Article 21 of the Constitution disproves of involuntary testimony irrespective
of the nature and degree of coercion, threats fraud or inducement used to elict
the evidence. The popular means of the terms such a ‘torture and cruel’,
‘inhuman or degrading’ treatment are associated with gory images of blood
letting and broken bones. A forcible invasion into a person’s mental process is
also an affront to human dignity and liberty often with grave and long and
lasting consequences. The international Conventions though not ratified by
Parliament are of persuasive value since they represent an involving
international consensus on the issue. – Convention Against Torture and other
Cruel, Inhuman or Degrading Treatment or Punishment (1984) – Regarding the
contention raised by the respondents that compelling interests demands such
techniques for investigation of crimes in future the Court held – It is the
function of the legislature to consider and make proper law on the issue. But
if such matter comes before the Court, the Court shall interpret the mandate of
the constitutional provisions available to the citizens and apply in their
favour. The Court laid down the following guidelines for these tests:
(1)
No Lie Detector Tests should be administered except on
the basis of consent of the accused. An option should be given to the accused
whether he wishes to avail such test.
(2)
If the accused volunteers for a Lie Detector Test, he
should be given access to a lawyer and physical, emotional and legal
implications of such a test should be explained to him by the police and his
lawyer.
(3)
The consent should be recorded by a Judicial
Magistrate.
(4)
During the hearing before the Magistrate, the person
alleged to have agreed should be duly represented by a lawyer.
(5)
At the hearing the person in question should also be
told in clear terms that the statement that if made shall not be a confidential
statement to the Magistrate but will have the statement made to the police.
(6)
The Magistrate shall consider all factors relating to
the detention including the length of detention and the nature of the
interrogation.
(7)
The actual recording the the Lie Detector shall be
done by an independent agency (such as a hospital) and conducted in the
presence of a lawyer.
(8)
A full medical and factual narration of the manner of
the information received must be taken on record.
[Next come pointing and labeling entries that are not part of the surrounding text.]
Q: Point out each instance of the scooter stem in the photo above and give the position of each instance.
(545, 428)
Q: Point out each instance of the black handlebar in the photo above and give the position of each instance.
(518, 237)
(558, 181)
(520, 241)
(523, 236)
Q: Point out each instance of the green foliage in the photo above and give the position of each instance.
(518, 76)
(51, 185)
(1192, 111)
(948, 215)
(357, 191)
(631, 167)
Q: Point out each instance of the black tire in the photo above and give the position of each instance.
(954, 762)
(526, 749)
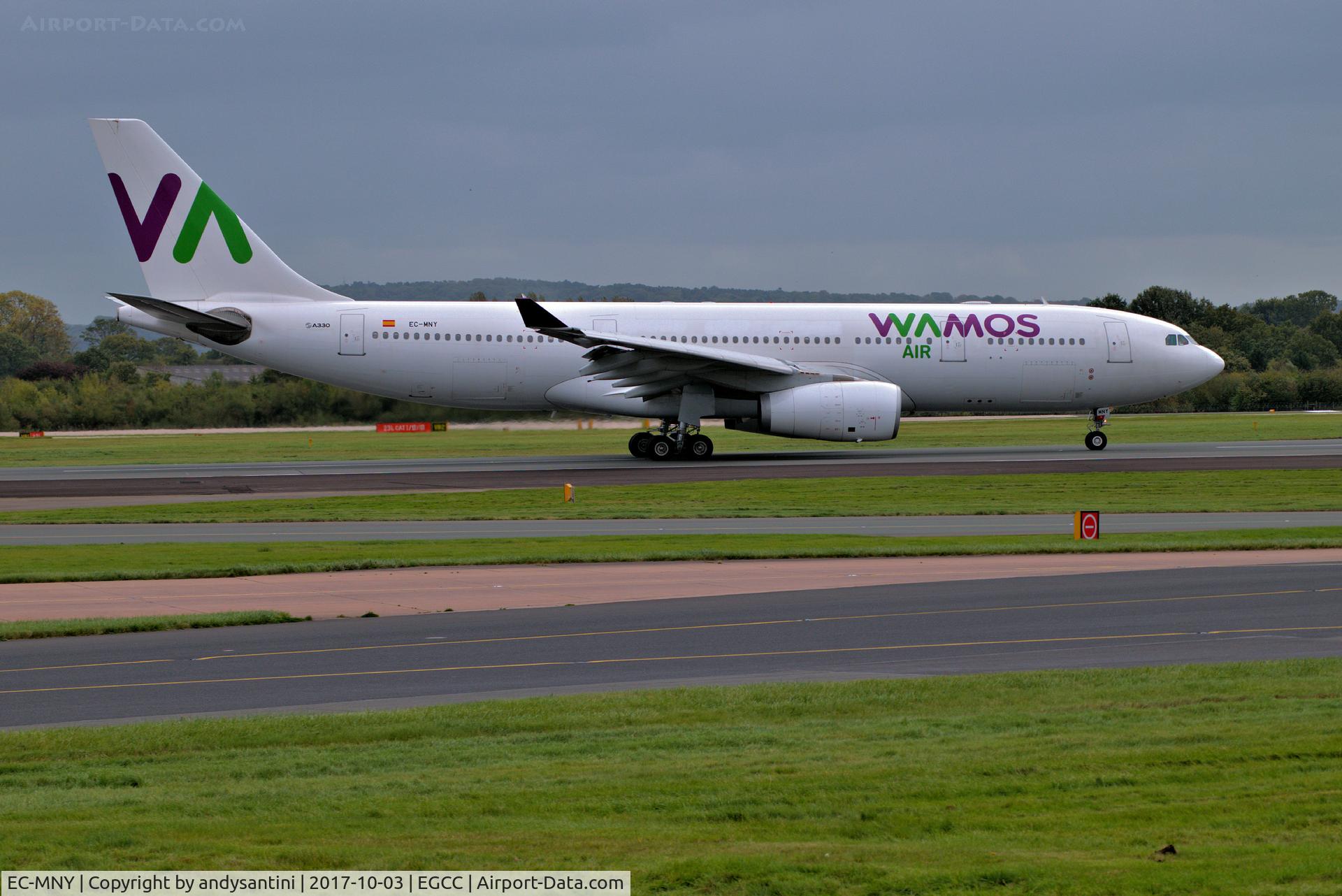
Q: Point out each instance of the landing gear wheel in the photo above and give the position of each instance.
(639, 445)
(698, 447)
(662, 448)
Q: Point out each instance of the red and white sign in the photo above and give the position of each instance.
(1088, 525)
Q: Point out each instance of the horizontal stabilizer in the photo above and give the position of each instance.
(226, 326)
(537, 318)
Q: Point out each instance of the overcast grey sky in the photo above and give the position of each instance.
(1058, 149)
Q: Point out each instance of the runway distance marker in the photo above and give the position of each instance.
(1086, 525)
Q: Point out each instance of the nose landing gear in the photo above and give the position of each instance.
(1095, 439)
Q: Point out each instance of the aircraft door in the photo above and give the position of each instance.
(352, 334)
(952, 344)
(1120, 349)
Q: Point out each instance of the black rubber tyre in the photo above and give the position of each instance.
(639, 443)
(661, 448)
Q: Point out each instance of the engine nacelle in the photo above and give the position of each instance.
(858, 411)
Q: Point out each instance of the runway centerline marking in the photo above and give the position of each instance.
(748, 624)
(666, 659)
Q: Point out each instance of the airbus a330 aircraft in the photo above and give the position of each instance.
(834, 372)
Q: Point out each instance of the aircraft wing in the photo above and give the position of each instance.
(649, 368)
Article 20(3) is based on legal maxim “nemo teneteur prodre accussare seipsum”, which means “No man is obliged to be a witness against
himself.”
In India, Supreme Court has tried to
enlarge the interpretation of this section by allowing oral and documentary
evidence as well. This
prohibition cannot be applied in cases where ‘an object or document is searched
or seized from the possession of the accused.
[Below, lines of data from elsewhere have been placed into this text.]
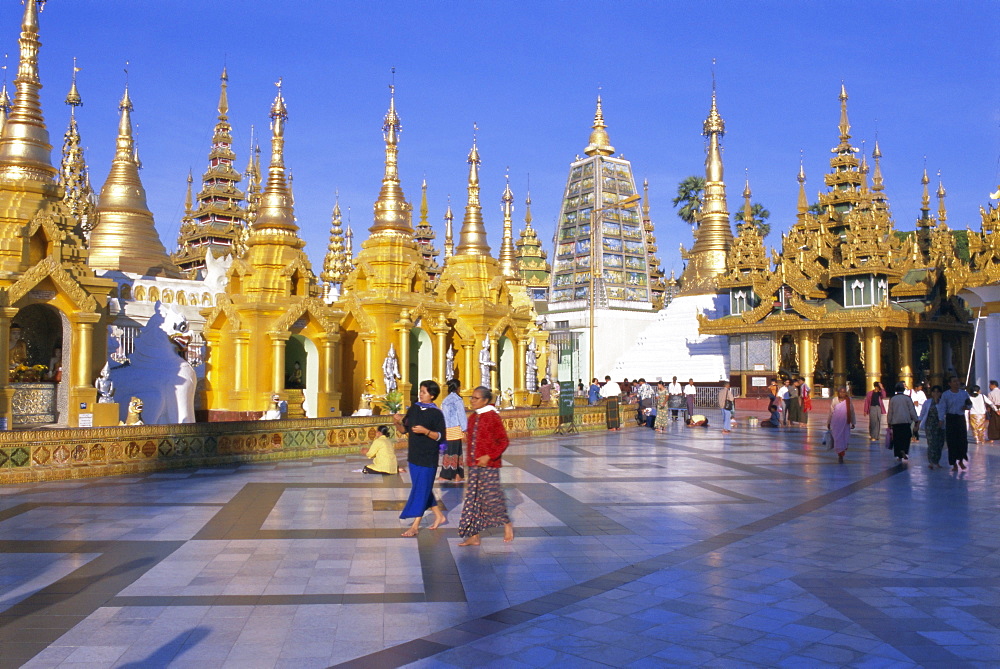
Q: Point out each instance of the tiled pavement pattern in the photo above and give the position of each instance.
(633, 549)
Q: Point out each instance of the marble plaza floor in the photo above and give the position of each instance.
(691, 548)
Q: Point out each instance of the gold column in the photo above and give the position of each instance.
(470, 374)
(873, 356)
(495, 369)
(277, 365)
(402, 328)
(840, 360)
(7, 315)
(82, 394)
(906, 357)
(440, 332)
(937, 357)
(807, 366)
(369, 343)
(520, 351)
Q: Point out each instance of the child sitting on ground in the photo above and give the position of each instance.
(382, 453)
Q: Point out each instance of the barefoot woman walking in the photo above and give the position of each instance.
(484, 505)
(424, 423)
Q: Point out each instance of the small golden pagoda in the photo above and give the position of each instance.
(846, 293)
(271, 331)
(532, 260)
(124, 237)
(48, 294)
(219, 219)
(707, 258)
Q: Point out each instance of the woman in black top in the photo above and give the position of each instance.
(424, 423)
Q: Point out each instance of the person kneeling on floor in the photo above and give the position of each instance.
(382, 453)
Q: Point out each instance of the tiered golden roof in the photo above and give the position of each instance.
(532, 260)
(219, 220)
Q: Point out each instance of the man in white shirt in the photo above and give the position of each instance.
(676, 394)
(611, 391)
(919, 397)
(689, 394)
(783, 395)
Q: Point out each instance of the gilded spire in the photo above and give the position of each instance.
(125, 236)
(878, 184)
(508, 260)
(942, 211)
(925, 199)
(335, 266)
(25, 152)
(707, 258)
(73, 173)
(449, 240)
(392, 211)
(801, 178)
(747, 207)
(276, 218)
(844, 125)
(188, 200)
(600, 143)
(472, 239)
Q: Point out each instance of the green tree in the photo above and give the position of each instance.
(758, 216)
(689, 198)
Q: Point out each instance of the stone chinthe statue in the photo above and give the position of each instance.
(531, 367)
(485, 364)
(449, 364)
(390, 370)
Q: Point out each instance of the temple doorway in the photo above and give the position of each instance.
(301, 376)
(38, 361)
(421, 360)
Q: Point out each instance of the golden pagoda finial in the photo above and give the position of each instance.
(878, 184)
(747, 207)
(803, 204)
(472, 239)
(449, 242)
(600, 143)
(224, 95)
(508, 259)
(844, 125)
(335, 266)
(925, 199)
(25, 152)
(276, 217)
(392, 211)
(942, 211)
(188, 200)
(645, 200)
(125, 238)
(73, 174)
This provision is not applied on
thumb-impression or specimen signature.
Features of Article 20(3)
1.
Protecton to
a Person accused of an offence
This Article gives the accused protection not only during
the trial in court or enquiry but from the time charge has been framed agist
him by any means like filing of FIR, complaint under Magitrate, formal
complaint etc. It can extend to other matters which are running simultaneously
in other courts for other offences even.
2. Compulsion
to be a witness is prevented’
Compulsion means duress (duress means
a physical act and cannot be a state of mind)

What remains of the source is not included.